Trailer Of The Week - Week #29

The first trailer for The Adventures Of Tintin: The Secret Of The Unicorn didn't sell me on the film at all but the second trailer makes things a lot clearer and seems to capture much more of the subject material's magical charm. The story too looks a lot clearer and the trailer benefits from including large pieces of the same segment (if you're paying attention, you can follow the sequence with Tintin (Jamie Bell) on the boat, to meeting Captain Haddock (Andy Serkis), to escaping the ship via the life raft, etc.). The jury is still out on the motion capture though, which still looks like it suffers from looking a tad lifeless and lacking in the more defined textures we've become used to seeing in CGI films and games. Hopes are building for this though. October can't come quickly enough.

Trailer Of The Week is a regular Film Intel feature which picks a different tasty trailer of delectable goodness every week and presents it on Sunday for your viewing pleasure. Sometimes old, sometimes new, sometimes major, sometimes independent, sometimes brilliant, sometimes a load of old bobbins: always guaranteed to entertain. If you want to make a suggestion for Trailer Of The Week, see the contact us page.


  1. The plot certainly has Spielberg written all over it. But the choice in presentation is quite the surprise. I know this isn't his first foray into animation but I believe this is his first turn at calling all the shots. Until now, I had the impression that he was still an old-school director at heart underneath all those special effects budgets. It's cool to see him try something new and I think this is going to look great in 3D.

    Thanks for following me, by the way.

  2. "Lacking in the more define textures"?

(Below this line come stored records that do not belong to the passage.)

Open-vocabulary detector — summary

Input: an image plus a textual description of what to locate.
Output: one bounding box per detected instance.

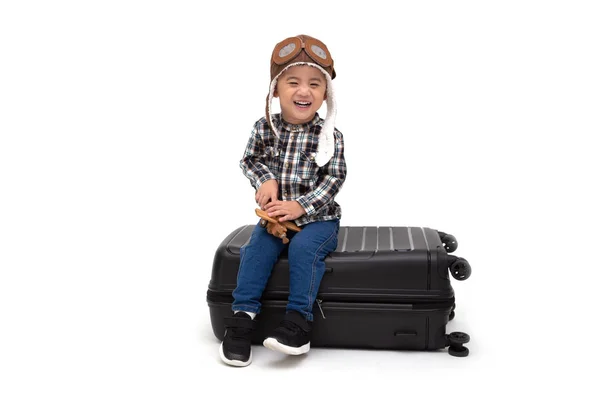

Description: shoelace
[227,327,252,340]
[279,320,305,335]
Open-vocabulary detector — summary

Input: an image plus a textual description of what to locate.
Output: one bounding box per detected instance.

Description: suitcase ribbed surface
[227,225,431,254]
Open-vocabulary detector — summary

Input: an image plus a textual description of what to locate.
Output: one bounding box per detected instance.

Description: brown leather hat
[265,35,337,166]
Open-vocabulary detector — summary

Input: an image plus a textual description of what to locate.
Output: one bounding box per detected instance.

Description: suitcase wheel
[448,332,471,346]
[450,257,471,281]
[438,232,458,253]
[446,332,471,357]
[448,346,469,357]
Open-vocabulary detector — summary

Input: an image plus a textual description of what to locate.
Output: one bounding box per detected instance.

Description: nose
[298,84,310,95]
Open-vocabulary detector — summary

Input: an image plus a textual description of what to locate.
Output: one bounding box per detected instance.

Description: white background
[0,0,600,399]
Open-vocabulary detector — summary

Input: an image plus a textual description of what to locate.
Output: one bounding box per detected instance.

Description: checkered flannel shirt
[240,114,346,226]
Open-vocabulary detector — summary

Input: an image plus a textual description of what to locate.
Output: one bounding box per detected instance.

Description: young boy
[220,35,346,366]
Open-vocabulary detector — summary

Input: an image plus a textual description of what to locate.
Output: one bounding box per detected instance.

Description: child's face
[273,65,327,124]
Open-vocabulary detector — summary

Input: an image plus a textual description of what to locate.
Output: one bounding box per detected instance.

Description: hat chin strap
[267,62,337,167]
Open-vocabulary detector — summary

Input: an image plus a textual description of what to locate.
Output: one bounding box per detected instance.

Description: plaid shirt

    I'd have to disagree with that comment, not in the sense that you're wrong, but that the kind of detail people may be thinking of (I'm assuming Avatar and its ilk) is not what this film is going for. It's an imitation of Herge's art style and for that reason alone I'm more than interested in seeing the end result.

  3. Ian - Yes, I'd agree with that. It's good to see someone who is ostensibly an 'old school' director embracing new technologies and ways to tell a story. Just hope he keeps on producing the same great material.

    desertoftreel - I can completely see that argument and yes, if that's what they're going for then the lack of texture certainly makes it look much more similar to the Herge comics. Not sure though whether that still isn't a mistake. They've gone for motion-capture to make the characters movements as 'real' as possible but have then made them look as 'comic-booky' as possible? It still looks to me like their might end up being a tension between the two. If they pull it off though then it'll go down as a great artistic decision.